Uno degli aspetti più rilevanti del film è l’esplorazione della responsabilità condivisa che coinvolge le famiglie e la società. Le madri dei protagonisti, interpretate da Valeria Golino, Valentina Cervi e Jasmine Trinca, sono figure centrali, ognuna con una propria forma di complicità, più o meno consapevole. Golino offre una performance intensa nel ruolo di una madre che, pur vivendo in un ambiente colto e borghese, non riesce a riconoscere la disfunzionalità del suo mondo. Cervi, invece, interpreta una madre cattolica e osservante, convinta che le regole della scuola e della società possano proteggere suo figlio, ma che non è in grado di vedere la gabbia in cui intrappola se stessa e il suo bambino. Trinca, infine, dà vita a una madre più superficiale, la cui vanità e l’adesione a modelli esterni di bellezza e successo portano a una separazione emotiva e culturale tra sé e il figlio.
Accanto alle interpretazioni delle madri, spiccano anche quelle delle giovani vittime del crimine, interpretate da Benedetta Porcaroli e Federica Torchetti. Entrambe, pur non avendo vissuto il trauma del Circeo in prima persona, si sono immerse profondamente nel contesto storico e sociale dell’epoca, riuscendo a rendere palpabile la sofferenza e l’innocenza perduta delle loro protagoniste. Torchetti, in particolare, ha parlato dell’importanza di rappresentare la figura di Rosaria come una giovane donna che, nel suo stato di verginità, diventa simbolo di una società che giudica e condanna senza scrupoli.
L’interpretazione di questi giovani attori, così come quella degli adulti, è senza dubbio il cuore pulsante del film. Ma è anche l’aspetto visivo, il modo in cui Mordini riesce a ricreare l’atmosfera dell’Italia degli anni ’70, a conferire al film un potere evocativo che trascende il mero racconto di un crimine. La scelta di non glorificare la violenza, ma di farla comprendere come un prodotto del contesto sociale e culturale, permette di mantenere alta l’attenzione sugli aspetti psicologici e morali.

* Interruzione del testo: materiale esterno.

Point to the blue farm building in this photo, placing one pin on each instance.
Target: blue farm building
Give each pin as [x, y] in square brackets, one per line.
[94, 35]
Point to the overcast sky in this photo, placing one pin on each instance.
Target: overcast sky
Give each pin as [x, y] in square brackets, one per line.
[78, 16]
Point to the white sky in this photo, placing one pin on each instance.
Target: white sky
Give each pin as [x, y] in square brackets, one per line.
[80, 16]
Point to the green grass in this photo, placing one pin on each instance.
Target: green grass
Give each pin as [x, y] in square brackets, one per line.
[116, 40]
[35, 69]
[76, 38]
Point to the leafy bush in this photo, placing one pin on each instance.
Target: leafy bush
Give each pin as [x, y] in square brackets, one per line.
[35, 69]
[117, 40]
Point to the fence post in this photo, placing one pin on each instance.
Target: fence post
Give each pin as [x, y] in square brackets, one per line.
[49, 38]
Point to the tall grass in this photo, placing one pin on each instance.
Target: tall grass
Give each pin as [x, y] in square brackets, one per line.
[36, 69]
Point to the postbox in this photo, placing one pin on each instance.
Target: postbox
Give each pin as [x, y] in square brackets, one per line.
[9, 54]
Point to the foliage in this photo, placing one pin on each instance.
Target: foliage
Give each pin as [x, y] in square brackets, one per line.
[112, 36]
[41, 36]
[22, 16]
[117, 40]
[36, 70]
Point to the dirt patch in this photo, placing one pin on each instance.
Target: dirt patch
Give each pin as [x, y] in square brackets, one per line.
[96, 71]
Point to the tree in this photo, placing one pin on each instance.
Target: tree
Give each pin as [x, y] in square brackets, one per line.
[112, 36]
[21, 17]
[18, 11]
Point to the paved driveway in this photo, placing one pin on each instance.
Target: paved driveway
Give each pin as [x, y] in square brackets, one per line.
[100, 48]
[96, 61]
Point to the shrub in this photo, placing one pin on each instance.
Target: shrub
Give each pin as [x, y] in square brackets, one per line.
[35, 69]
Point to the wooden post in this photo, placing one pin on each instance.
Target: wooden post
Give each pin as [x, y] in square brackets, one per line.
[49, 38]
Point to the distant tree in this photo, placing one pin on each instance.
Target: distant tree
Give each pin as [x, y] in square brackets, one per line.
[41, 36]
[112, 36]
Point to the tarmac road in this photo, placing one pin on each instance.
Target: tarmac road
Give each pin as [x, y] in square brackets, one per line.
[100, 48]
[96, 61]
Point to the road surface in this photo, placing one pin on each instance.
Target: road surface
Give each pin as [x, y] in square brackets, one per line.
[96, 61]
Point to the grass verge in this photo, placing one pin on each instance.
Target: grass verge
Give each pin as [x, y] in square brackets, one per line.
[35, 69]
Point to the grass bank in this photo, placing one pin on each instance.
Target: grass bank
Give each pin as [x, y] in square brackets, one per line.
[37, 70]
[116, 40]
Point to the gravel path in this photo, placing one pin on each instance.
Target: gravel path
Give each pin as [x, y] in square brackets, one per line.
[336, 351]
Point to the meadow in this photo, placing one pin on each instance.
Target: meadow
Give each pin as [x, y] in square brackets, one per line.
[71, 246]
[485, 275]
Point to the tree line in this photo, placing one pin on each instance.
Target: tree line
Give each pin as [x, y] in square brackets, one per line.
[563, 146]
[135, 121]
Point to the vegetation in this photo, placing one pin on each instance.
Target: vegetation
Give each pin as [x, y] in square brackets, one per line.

Il film pone dunque una domanda fondamentale: come è possibile che dei giovani, provenienti da un ambiente protetto e apparentemente moralmente irreprensibile, possano arrivare a commettere atti così brutali? La risposta, secondo Mordini, sta nella distorsione dei valori, nella formazione di menti troppo influenzabili da ideologie politiche distorte e da una cultura maschilista che vede nella donna un oggetto da possedere e dominare. Non è un caso che La Scuola Cattolica si interroghi anche sull’attualità di questi temi, in un’epoca in cui la violenza sulle donne è ancora un problema drammaticamente presente nella nostra società.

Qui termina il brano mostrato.